21.9.12

Un artiste s'emmure pour sept jours à Marseille

Christian Poincheval, près de sa maison à Gesvres, le 2 mai 2011. - AFP

Adepte des performances artistiques surprenantes et parfois éprouvantes, le plasticien Abraham Poincheval s’est fait emmurer jeudi soir dans une capsule creusée sous une librairie-galerie d’art marseillaise, où il doit passer sept jours à lire et se filmer.
«Où se trouve-t-on quand on lit ?» Dans quelle dimension, dans quel espace-temps ? Telle est la question que soulève l’artiste.

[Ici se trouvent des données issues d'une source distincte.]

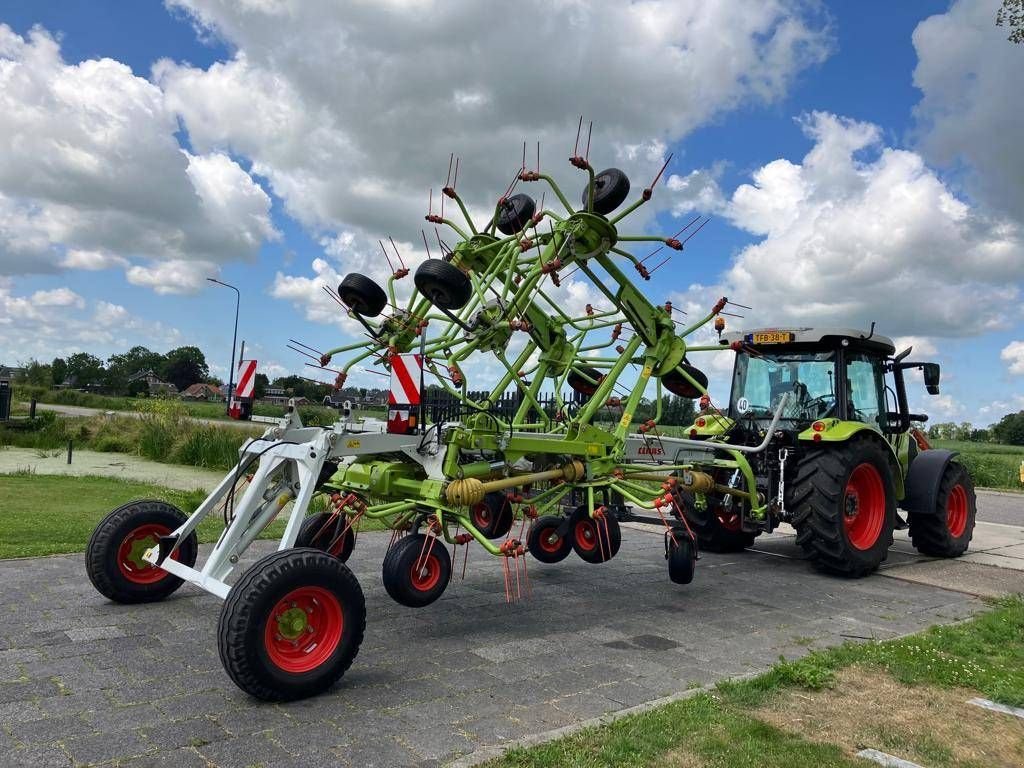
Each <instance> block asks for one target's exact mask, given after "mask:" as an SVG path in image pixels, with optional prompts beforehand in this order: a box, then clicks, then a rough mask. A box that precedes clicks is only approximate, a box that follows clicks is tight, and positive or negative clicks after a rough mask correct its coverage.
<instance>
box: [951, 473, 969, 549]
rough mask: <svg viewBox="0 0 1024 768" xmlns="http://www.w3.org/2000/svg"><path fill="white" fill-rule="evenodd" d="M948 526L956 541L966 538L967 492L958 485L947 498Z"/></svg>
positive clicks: (964, 489)
mask: <svg viewBox="0 0 1024 768" xmlns="http://www.w3.org/2000/svg"><path fill="white" fill-rule="evenodd" d="M946 525H947V526H948V527H949V532H950V534H951V535H952V537H953V538H954V539H959V538H961V537H962V536H964V531H965V530H966V529H967V492H966V490H965V489H964V486H963V485H961V484H959V483H956V484H955V485H953V486H952V488H950V490H949V496H948V497H947V498H946Z"/></svg>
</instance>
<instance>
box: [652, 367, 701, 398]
mask: <svg viewBox="0 0 1024 768" xmlns="http://www.w3.org/2000/svg"><path fill="white" fill-rule="evenodd" d="M678 368H681V369H683V370H684V371H685V372H686V373H687V374H689V375H690V376H691V377H692V378H693V380H694V381H696V382H697V383H698V384H700V386H702V387H703V388H705V389H708V376H707V374H705V372H703V371H701V370H700V369H698V368H694V367H693V366H688V365H686V364H685V362H682V364H680V365H679V366H678ZM662 386H663V387H665V388H666V389H668V390H669V391H670V392H672V393H673V394H675V395H679V396H680V397H686V398H688V399H694V398H696V397H699V396H700V395H702V394H703V392H701V391H700V390H699V389H697V388H696V387H695V386H693V385H692V384H691V383H690V382H689V381H688V380H686V379H685V378H683V375H682V374H681V373H679V371H677V370H676V369H675V368H674V369H672V370H671V371H669V372H668V373H667V374H666V375H665V376H663V377H662Z"/></svg>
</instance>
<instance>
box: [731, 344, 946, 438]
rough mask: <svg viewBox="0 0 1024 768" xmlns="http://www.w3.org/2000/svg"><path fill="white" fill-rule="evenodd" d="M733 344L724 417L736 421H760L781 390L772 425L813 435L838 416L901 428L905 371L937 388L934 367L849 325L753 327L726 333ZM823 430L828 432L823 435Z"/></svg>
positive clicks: (748, 423)
mask: <svg viewBox="0 0 1024 768" xmlns="http://www.w3.org/2000/svg"><path fill="white" fill-rule="evenodd" d="M722 343H723V344H728V345H729V346H731V347H732V348H733V349H735V350H736V361H735V366H734V368H733V374H732V389H731V395H730V398H729V413H728V416H729V419H730V420H731V421H733V422H734V423H736V424H737V425H738V426H740V428H741V429H742V425H744V424H745V425H749V427H754V428H755V429H763V428H765V427H766V426H767V425H768V423H770V421H771V418H772V416H773V414H774V413H775V411H776V410H777V408H778V406H779V403H780V402H781V400H782V397H783V396H784V395H788V399H787V402H786V404H785V408H784V409H783V411H782V414H781V418H780V420H779V424H778V428H779V429H781V430H782V431H783V432H785V433H790V434H795V435H799V436H800V437H801V438H804V439H806V438H808V437H809V438H811V439H813V438H814V434H821V433H822V432H826V431H828V430H830V429H831V428H834V427H836V426H837V425H839V424H840V423H843V422H846V423H850V422H855V423H859V424H863V425H867V426H869V427H871V428H873V429H877V430H879V431H880V432H883V433H885V434H895V433H900V432H905V431H906V430H907V429H908V428H909V426H910V422H912V421H918V422H922V421H925V420H927V418H928V417H927V416H924V415H916V414H910V413H909V411H908V408H907V398H906V388H905V384H904V379H903V372H904V371H905V370H907V369H910V368H922V369H923V370H924V372H925V383H926V385H927V386H928V391H929V392H931V393H933V394H937V393H938V381H939V367H938V365H937V364H934V362H904V361H903V360H904V358H905V357H906V355H907V354H908V353H909V351H910V350H909V349H908V350H906V352H903V353H902V354H900V355H898V356H894V354H895V352H896V347H895V345H894V344H893V341H892V340H891V339H889V338H887V337H885V336H881V335H879V334H876V333H873V332H863V331H856V330H852V329H811V328H797V329H758V330H754V331H749V332H744V333H731V334H724V335H723V337H722ZM822 437H823V438H824V437H827V435H822Z"/></svg>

Abraham Poincheval a embarqué pour cet étrange «voyage immobile» dans une capsule de 62 cm de diamètre et 1,70 m de profondeur. Avec une lampe frontale, de l’eau, des aliments lyophilisés et une caméra pour se filmer, mais aussi des livres sélectionnés par les libraires, dont Les saisons de la nuit de Colum McCann, La ballade de l’impossible de Haruki Murakami et Les jardins statuaires de Jacques Abeille.
Les images filmées sous terre sont diffusées sur les murs de la librairie-galerie d’art Histoire de l’oeil, qui héberge la performance. «J’aime jouer sur l’idée "je suis tout près et en même temps très loin", grâce à la distanciation créée par l’image vidéo», expliquait l’artiste jeudi soir avant de s’enfermer.

«604.800 secondes»

Dans ce trou creusé sous une véranda, fermé par un rocher d’une tonne bloquant la lumière du jour, il passera 604.800 secondes, titre de la performance, à quelques centimètres seulement des pieds des clients. Il y tient à peine debout et peut tout juste s’asseoir les jambes repliées. Grotte d’ermite, capsule de cosmonaute, ventre maternel : Abraham Poincheval ne manque pas de références pour exprimer la signification symbolique de ce lieu très spartiate.
Cette performance s’inscrit dans le cadre du «labo HO», un concours organisé pour la cinquième fois par la galerie, qui propose à des artistes contemporains de s’approprier l’espace. «Le concours pousse le bouchon un peu loin en offrant le lieu à une proposition radicale», explique Gilles Desplanques, son directeur. «C’est une responsabilité, mais on a choisi de l’assumer». Abraham Poincheval «ne fait pas cela à la légère, il part avec un téléphone portable», ajoute-t-il.
Le plasticien, qui réside à Marseille, n’en est pas à sa première performance mettant son corps à rude épreuve. En Espagne, il a passé 20 jours à creuser une galerie à 3 m de profondeur, en la rebouchant au fur et à mesure de son avancée, telle une taupe. Entre Digne et l’Italie, il a poussé sur de petites routes de montagne une capsule de 70 kg, dans laquelle il dormait, à mi-chemin entre le bousier et l’escargot. Il a aussi traversé la France en ligne droite, de Nantes à Metz, à l’aide d’une boussole, faisant fi des barrières et obstacles se dressant sur sa route.
Après 604.800 s, l’artiste délaissera le sous-sol pour le ciel en tentant d’aller «marcher sur la canopée nuageuse», suspendu au bout d’un filin depuis un hélicoptère.